Your article will be an explainer for one topic which is adjacent to DATA 1010 topic sequence. Here are some ideas:

These topics are just ideas; you’re welcome (and encouraged) to choose your own topic. You can look at the free book Mathematics for Machine Learning for lots more ideas. Feel free to ask on the message board to get feedback about any particular ideas you might be considering. We will also add to the list above as the term progresses.

Language

It’s very likely that you’ll want to include some code to help the reader understand the details of your topic. You are not required to use Julia. However, you should use Julia or Python or R unless you have a really compelling reason to use something else. Note that you could also use multiple languages if you had occasion to do so, since you can start any Prismia cell with #lang python or #lang julia to specify the language for a particular cell.

Format

To keep everything as simple and familiar as possible, we’re going to manage the submissions as Prismia assignments. Go to your assignments page and find the Project assignment. Craft your blog post as a sequence of Prismia messages. Once the assignments are submitted, we will automatically create Prismia shared lessons from your submissions and also create a publicly viewable page listing all of the projects.

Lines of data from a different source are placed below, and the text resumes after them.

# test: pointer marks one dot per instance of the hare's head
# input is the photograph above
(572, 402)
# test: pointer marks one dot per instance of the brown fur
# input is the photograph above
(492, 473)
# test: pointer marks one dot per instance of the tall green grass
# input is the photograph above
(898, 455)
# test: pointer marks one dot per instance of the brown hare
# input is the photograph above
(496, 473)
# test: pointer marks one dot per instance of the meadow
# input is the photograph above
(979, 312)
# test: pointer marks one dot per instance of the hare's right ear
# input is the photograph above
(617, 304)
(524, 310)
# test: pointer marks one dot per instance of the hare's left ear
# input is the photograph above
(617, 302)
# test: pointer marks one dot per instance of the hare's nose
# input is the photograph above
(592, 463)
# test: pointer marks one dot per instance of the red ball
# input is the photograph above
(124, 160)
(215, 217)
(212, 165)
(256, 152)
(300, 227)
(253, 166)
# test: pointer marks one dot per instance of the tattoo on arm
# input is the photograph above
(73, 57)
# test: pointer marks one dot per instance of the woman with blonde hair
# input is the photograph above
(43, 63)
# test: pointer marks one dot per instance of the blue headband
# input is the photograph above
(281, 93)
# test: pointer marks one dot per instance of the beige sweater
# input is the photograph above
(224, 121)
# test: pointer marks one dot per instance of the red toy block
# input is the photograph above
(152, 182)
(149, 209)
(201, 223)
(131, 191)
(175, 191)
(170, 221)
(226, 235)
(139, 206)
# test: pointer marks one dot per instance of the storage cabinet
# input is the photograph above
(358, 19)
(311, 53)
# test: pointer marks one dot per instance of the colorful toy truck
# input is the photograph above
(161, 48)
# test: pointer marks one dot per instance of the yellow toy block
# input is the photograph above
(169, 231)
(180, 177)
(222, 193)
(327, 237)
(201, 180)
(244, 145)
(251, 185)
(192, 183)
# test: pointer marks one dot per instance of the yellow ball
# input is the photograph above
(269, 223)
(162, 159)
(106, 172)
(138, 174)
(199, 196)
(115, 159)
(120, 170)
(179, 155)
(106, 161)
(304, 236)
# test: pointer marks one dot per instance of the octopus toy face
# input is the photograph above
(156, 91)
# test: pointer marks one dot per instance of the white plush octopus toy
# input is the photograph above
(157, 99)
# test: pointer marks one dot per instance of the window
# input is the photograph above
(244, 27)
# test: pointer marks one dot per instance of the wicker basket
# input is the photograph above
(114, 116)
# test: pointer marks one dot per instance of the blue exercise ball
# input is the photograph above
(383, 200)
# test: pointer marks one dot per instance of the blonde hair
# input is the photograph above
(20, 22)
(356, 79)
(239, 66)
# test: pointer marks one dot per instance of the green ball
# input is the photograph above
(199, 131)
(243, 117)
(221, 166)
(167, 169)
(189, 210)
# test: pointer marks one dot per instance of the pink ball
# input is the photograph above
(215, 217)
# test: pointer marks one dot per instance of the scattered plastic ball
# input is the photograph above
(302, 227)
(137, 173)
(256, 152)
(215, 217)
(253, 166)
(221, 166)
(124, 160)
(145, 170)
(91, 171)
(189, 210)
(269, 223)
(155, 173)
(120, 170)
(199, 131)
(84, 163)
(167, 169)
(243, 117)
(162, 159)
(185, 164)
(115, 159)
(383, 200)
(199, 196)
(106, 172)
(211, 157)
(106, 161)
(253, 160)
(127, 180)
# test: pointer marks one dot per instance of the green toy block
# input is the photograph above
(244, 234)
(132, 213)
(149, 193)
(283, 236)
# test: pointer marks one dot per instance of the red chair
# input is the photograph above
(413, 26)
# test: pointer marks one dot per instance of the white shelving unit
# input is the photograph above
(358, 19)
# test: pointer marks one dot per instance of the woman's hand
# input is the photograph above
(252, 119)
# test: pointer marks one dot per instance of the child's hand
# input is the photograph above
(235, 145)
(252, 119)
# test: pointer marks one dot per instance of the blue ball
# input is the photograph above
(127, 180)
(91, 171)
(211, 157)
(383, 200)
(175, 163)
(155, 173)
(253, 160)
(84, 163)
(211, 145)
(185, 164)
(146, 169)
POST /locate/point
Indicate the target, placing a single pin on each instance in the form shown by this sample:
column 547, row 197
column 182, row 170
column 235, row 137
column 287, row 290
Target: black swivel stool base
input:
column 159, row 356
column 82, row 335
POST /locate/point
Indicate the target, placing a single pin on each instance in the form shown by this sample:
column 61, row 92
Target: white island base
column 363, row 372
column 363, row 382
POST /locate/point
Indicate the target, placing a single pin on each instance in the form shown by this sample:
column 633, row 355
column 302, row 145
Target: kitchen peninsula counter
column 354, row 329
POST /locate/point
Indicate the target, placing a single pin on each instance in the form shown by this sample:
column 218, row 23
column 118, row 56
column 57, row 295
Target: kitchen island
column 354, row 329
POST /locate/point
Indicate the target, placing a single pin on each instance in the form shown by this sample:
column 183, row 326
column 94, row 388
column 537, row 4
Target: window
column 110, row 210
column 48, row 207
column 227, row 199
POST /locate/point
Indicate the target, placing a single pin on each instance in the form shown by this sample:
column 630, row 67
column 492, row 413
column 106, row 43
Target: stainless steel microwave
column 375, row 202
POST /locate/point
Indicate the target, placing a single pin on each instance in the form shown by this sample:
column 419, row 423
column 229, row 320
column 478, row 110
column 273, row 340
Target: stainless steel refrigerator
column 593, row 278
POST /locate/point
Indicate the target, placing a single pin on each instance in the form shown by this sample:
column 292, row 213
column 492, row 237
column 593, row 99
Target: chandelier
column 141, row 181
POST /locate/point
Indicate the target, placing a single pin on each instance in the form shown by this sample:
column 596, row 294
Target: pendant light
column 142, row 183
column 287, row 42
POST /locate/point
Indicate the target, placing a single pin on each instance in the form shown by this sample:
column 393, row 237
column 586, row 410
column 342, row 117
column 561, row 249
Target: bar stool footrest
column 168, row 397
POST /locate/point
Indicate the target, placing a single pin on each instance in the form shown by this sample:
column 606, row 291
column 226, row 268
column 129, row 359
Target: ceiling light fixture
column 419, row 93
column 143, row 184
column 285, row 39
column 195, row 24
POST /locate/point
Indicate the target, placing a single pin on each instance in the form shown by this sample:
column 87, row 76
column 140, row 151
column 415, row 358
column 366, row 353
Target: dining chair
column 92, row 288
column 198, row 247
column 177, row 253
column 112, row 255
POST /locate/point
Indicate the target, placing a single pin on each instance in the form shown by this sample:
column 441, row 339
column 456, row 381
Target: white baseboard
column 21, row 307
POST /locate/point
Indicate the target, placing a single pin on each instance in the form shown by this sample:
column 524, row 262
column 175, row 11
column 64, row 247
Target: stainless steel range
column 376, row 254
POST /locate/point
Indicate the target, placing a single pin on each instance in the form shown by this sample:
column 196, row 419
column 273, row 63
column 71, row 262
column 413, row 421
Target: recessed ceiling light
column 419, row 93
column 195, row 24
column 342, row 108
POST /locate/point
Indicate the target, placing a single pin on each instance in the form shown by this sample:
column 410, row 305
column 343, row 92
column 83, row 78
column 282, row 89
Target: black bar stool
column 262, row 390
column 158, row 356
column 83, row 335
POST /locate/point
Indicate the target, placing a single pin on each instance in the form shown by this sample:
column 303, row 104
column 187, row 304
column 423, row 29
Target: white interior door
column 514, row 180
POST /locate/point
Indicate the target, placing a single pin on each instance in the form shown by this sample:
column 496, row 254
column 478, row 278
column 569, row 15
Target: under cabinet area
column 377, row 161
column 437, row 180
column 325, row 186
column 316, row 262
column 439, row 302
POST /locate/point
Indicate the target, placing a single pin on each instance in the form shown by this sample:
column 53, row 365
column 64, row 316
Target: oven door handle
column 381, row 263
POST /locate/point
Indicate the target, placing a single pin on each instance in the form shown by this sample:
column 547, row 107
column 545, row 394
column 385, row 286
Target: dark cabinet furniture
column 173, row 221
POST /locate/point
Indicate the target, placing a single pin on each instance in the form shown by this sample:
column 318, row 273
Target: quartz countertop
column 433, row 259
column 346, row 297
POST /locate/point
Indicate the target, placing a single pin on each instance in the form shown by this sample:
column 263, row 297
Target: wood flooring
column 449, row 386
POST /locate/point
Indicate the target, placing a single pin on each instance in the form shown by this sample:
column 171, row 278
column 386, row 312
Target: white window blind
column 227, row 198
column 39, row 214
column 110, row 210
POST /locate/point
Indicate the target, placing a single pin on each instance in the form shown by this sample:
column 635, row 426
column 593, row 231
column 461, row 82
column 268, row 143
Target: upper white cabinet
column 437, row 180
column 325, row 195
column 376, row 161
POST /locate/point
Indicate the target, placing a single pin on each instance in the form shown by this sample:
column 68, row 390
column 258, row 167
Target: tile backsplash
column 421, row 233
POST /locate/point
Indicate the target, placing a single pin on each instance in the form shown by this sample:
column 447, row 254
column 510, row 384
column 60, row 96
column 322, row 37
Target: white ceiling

Note: We will add functionality to the Assignments page will allow you to preview your article exactly as it will appear once it’s published.

Expectations

The main objectives to keep in mind as you write your article are readability, informativeness, and accuracy. You want to set the stage: explain the motivation and describe what you’re going to accomplish. Then get into the details, explain how the various components work in the context of an illustrative example, and also make some connections to real-world applications.

All of these are loose suggestions. The main goal is to tell a great story. The only specifically required element is some presentation of a nontrivial mathematical idea, even if it isn’t the main overall focus. It’s also very likely that you’re going to need to include some visuals to create a compelling reading experience.

A good example to look at for style and length is this article. It’s very much on the longer end of the spectrum at around 3600 words; I recommend targeting a length in the range 50% to 100% as long as this one (shorter than 1500 words would be too short). The other thing this article does which is not necessary is a code walkthrough; whether you want to do that is up to you.

To see another example which is actually in Prismia, check out ML with Mathlets.

Reviews

After the blog posts are submitted, each person will be responsible for reading two other students’ blog posts and providing feedback on what they found clear, interesting, helpful, etc. The mapping between readers and blog posts will be chosen uniformly at random.

The review deadline will be two weeks after the blog post submission deadline. You should not expect the review to represent a very large time investment; the goal is to provide an incentive to do a good enough job with the blog post that it will be helpful to at least the two readers from the class.